The CSA (Canadian Securities Administrators) has announced that it is implementing amendments to Form 51-102F6 - Statement of Executive Compensation, which will apply in respect of financial years ending on or after October 31, 2011. The purpose of these amendments is to assist investors in making more informed voting and investment decisions by improving the information companies provide to investors about key risks, governance and compensation matters. Some of the key substantive changes are:
- Risk Management – Companies will be required to disclose whether the board of directors (“Board”) (or a committee of the Board) considered the implications of the risks associated with the company’s compensation policies. If such implications were considered, the company will be required to disclose:
the extent and nature of the Board’s (or committee’s) role in the risk oversight of compensation policies;
any practices used to identify and mitigate compensation practices that could potentially encourage a named executive officer (“NEO”) or individual at a principal business unit to take inappropriate risks; and
any identified risks arising from the practices that are reasonably likely to have a material adverse effect on the company.
- Compensation Committee – If a compensation committee has been established by a company, more comprehensive disclosure will be required relating to the committee: the name of each committee member, whether they are independent of the company, whether the committee member has any direct experience relevant to his or her responsibilities in executive compensation, as well as a description of the skills and experience of the members to make decisions on the suitability of the company’s practices, and the responsibilities, powers and operations of the committee.
- Performance Goals – The amended rule limits the ability of a company to avoid disclosing performance goals. If a company decides not to disclose specific performance goals on the basis that such disclosure would “seriously prejudice the interests of the company” it must now explicitly state that it is relying on an exemption from disclosure and explain why such disclosure would seriously prejudice the company’s interest. The amended rule notes that a company’s interests are not considered to be seriously prejudiced by disclosing goals based on metrics such as earnings per share, revenue growth and EBITDA.
- Hedging – Companies will be required to disclose whether any NEO or director is permitted to purchase financial instruments designed to hedge against a decrease in the market value of equity securities granted as compensation or held, directly or indirectly by the NEO or director.
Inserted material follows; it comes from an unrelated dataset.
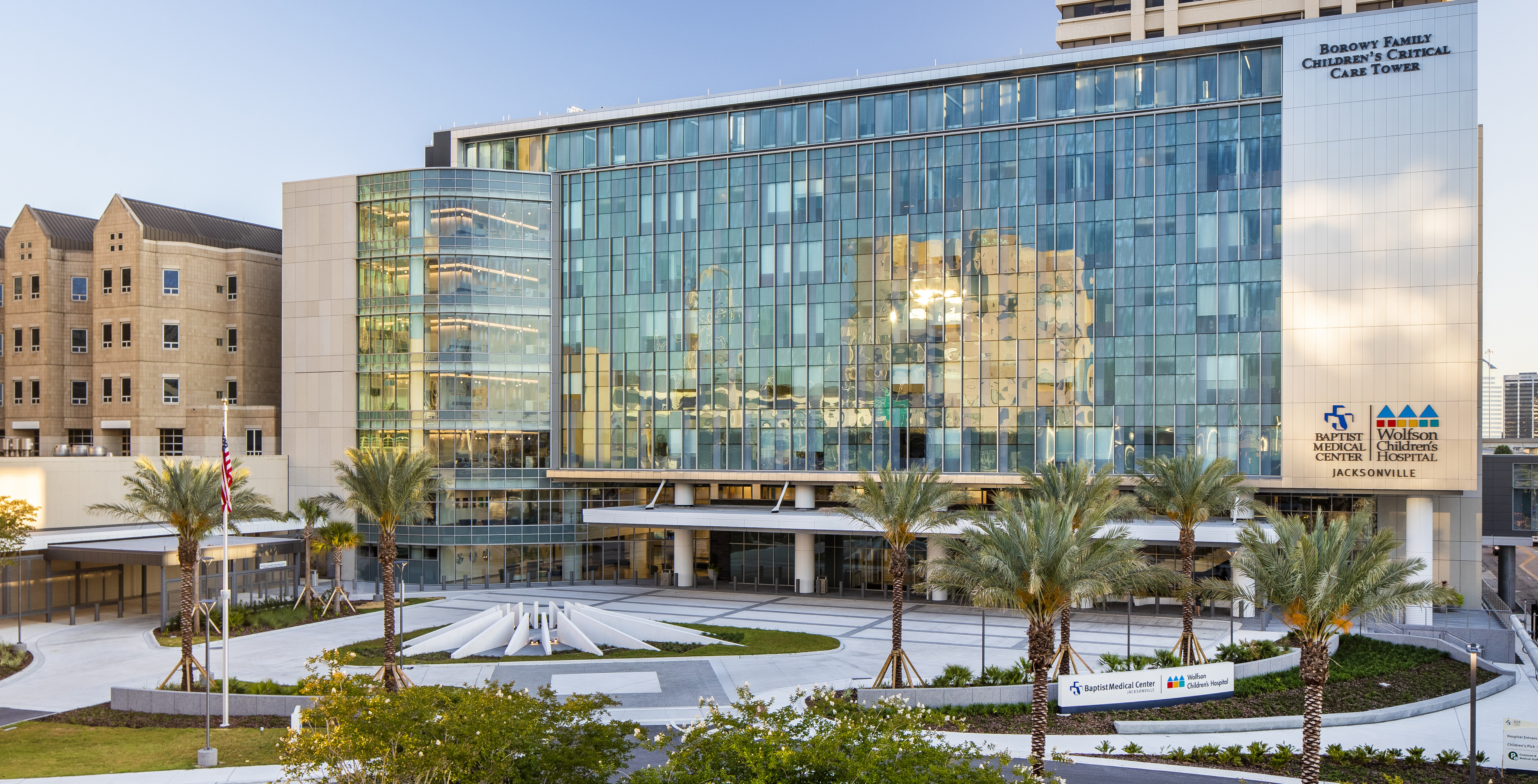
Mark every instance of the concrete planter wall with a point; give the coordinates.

It is possible that this will result in some companies adopting policies prohibiting hedging by officers and directors.
- Fees Paid to Compensation Consultants and Advisors – A breakdown of all fees paid to each compensation consultant and/or advisor for the two most recently completed financial years must be disclosed. The disclosure must include the name of the advisor, the mandate given and when he or she was originally retained.
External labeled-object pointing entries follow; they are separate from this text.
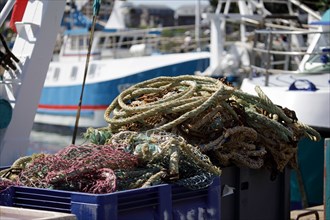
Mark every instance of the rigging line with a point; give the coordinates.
(96, 11)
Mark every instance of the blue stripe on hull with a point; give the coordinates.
(103, 93)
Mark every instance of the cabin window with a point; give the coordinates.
(92, 70)
(74, 72)
(127, 42)
(56, 74)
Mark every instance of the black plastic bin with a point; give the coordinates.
(255, 195)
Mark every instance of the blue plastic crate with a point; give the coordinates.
(157, 202)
- Additional Services from Compensation Consultants and Advisors – Services provided by a compensation consultant and/or advisor, other than compensation services, must also be disclosed, along with a brief description of the nature of the work. As well, if the Board is required to pre-approve services provided, other than compensation services, this must be disclosed.
- Benchmarking – In addition to describing any policies adopted by the Board to determine compensation, if a company used benchmarking to determine any element of compensation, this should be described, along with an explanation of why such a benchmarking group and the applicable selection criteria are considered relevant.
Please refer to CSA Notice – Amendments to Form 51-102F6 – Statements of Executive Compensation and Consequential Amendments published on July 22, 2011 for additional details.